# Please help for how to install Proline Pulsed Smoke generator



## maxter151 (Dec 28, 2011)

Can anybody help please? I recently bought (4) NEC- D808SR decoders from TrainTek for use with (4) Phoenix P8 BigSound. "Then" I ran across and bought a "Proline Pulsed Smoke" unit from Train-Li to experiment with and I would like to run it off the P8/D808SR, if that is possible. I found out later the Zimo decoder is perfect for the ProLine Pulsed Smoke generator, but I already bought the P8's and cannot return them for a refund. ARRRRG!!! The problem is, I would need to know how to connect it and program it to work with the P8 synchronized chuffing. Can anyone provide me with info on how to set it up please, if this is possible to do? The Proline Pulsed Smoke unit has (2) wires for heat and (2) wires for the fan and I need to know where I might be able to connect them and or set the appropriate CV's so it works. Thanks


----------



## Dan Pierce (Jan 2, 2008)

The P8 can not run the proline smoke unit. 

The heater element is about 1 amp at 5 volts. 

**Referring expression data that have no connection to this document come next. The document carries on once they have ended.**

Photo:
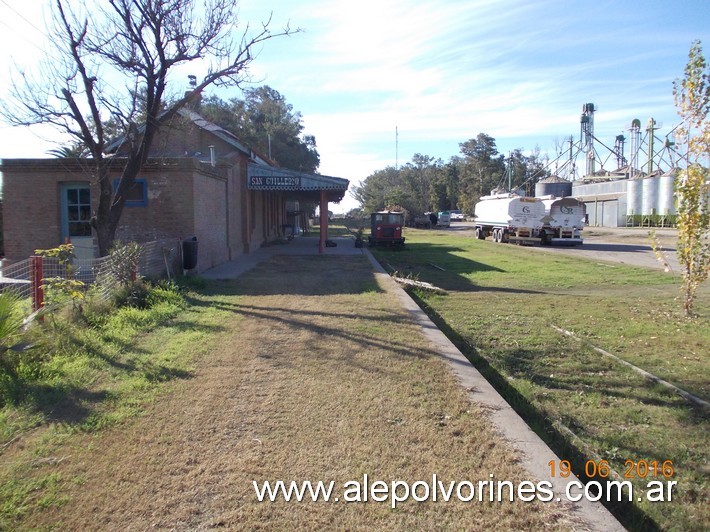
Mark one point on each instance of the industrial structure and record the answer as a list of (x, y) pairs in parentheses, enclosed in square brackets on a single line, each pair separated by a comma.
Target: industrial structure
[(638, 192)]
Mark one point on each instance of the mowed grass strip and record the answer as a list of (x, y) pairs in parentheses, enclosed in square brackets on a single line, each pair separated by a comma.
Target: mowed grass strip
[(500, 304), (313, 372)]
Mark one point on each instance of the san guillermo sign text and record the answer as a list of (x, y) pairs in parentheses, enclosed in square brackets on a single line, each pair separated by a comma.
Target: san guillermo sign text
[(258, 182)]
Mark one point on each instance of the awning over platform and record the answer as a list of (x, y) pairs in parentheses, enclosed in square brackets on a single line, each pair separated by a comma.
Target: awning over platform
[(268, 178)]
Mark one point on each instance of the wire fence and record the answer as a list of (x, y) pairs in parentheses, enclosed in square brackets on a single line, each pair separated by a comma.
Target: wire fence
[(157, 259)]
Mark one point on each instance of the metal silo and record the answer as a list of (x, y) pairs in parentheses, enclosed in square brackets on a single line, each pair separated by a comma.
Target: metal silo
[(634, 191), (666, 199), (649, 199), (666, 193), (553, 186)]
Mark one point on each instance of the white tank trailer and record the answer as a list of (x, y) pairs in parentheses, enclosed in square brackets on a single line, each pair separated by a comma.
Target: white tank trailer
[(563, 222), (509, 218)]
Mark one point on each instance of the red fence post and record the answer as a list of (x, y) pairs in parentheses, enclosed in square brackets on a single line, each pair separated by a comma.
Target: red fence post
[(36, 276)]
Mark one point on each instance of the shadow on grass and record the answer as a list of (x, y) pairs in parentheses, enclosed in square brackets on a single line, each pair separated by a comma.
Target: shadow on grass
[(308, 275), (630, 515), (441, 265), (300, 319)]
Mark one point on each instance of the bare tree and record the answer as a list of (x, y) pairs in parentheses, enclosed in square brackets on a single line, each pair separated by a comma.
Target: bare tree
[(115, 60)]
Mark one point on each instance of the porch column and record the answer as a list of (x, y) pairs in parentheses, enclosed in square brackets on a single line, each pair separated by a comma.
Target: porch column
[(323, 220)]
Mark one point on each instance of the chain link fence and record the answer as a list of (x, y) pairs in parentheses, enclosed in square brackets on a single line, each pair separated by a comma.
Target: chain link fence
[(157, 259)]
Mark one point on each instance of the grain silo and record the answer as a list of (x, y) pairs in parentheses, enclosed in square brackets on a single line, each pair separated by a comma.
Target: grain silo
[(649, 199), (666, 198), (634, 201)]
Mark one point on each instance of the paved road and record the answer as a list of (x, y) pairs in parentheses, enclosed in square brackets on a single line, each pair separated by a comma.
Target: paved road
[(609, 244)]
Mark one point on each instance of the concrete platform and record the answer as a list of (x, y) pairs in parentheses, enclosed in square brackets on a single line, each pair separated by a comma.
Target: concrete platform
[(304, 245), (533, 452)]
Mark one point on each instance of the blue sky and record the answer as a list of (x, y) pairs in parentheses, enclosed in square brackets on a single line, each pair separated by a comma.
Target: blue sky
[(442, 71)]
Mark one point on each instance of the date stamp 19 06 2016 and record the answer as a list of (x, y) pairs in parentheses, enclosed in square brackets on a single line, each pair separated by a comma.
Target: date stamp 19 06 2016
[(654, 472)]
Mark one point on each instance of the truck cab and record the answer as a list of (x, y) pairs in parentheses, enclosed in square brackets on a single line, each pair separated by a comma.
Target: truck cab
[(386, 228)]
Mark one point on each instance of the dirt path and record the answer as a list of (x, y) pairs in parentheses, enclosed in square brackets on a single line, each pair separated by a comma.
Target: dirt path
[(327, 386)]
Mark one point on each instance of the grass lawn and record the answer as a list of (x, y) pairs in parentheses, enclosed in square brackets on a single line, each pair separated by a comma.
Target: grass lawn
[(500, 304), (305, 368)]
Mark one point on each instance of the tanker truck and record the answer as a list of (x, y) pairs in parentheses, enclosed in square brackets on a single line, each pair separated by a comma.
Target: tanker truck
[(509, 218), (563, 222)]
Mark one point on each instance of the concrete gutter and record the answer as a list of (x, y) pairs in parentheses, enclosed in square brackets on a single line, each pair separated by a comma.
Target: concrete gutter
[(534, 454)]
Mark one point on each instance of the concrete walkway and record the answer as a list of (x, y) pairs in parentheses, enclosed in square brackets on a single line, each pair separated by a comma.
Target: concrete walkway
[(534, 454), (305, 245)]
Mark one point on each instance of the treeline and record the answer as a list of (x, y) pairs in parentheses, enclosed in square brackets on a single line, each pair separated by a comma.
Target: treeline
[(428, 184)]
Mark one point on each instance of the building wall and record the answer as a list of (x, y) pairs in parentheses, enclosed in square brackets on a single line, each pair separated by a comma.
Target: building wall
[(211, 230), (31, 199), (169, 210), (605, 202)]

Simple explanation of the Zimo MX695: 
The Zimo decoders have 3 CV's for the heater element (idle, accelerate and running) and are PWC type output control. 
Also, there is a dedicated motor control circuit and can be programmed for pulsed (steam) or slow idle vs under load for diesels. 
These are controlled by the lack of back emf or the existance of Back emf in the Zino decoder. 

The Zimo MX695 is a 6 amp controller plus programmable sound and motor/heater combined DCC unit and would cost less than the P8 and separate decoder. 

I do not know the capability of the D808SR.


----------



## maxter151 (Dec 28, 2011)

Thanks Dan. Do you know if the MX695KN (6A/10A) ($99.95 @ Train-Li) has sound? Or is it just a non-sound decoder?

Do you know if all the Truesound MX695 versions (KS,KV,LS,LV) can also run the ProLine Pulsed Smoke generator?

I appreciate your help, Dan, Thanks.


----------



## Dan Pierce (Jan 2, 2008)

The MX695KN is the non-sound decoder. 

KV and LV definately run the fan motor and all versions control the heater element. Manual has set cv133 to 1, but this is not needed, copied from the MX690 manual in error. 

We are testing the S versions to see if the fan circuit runs in both diesels and steam engines. 

You can download the manuals for Zimo decoders in English from zimo.at and just select the British flag for English menus. 

Go to manuals and select Zimo user manuals. 
Scroll down to MX695 
Columns are: Description, German, English, and if another probably Italian.


----------



## Greg Elmassian (Jan 3, 2008)

Just to fill in, the D808 has no such capability to run the fan and heating element. Normally, the logic to do this is only found in a combination motor and sound decoder. 

The D808 is a very no frills high current decoder. 

(sell the Phoenix and NCE and get the Zimo, you'll save money) 

Greg


----------



## maxter151 (Dec 28, 2011)

Thanks for the advice. I will definitely be doing that. After I saw the videos of the ProLine Pulsed Smoke I know I just gotta have the smoke or my K27s are not complete.


----------



## maxter151 (Dec 28, 2011)

Thank you again Dan. It's great to know there are people like you and Greg in the world to help people. Greatly appreciated.


----------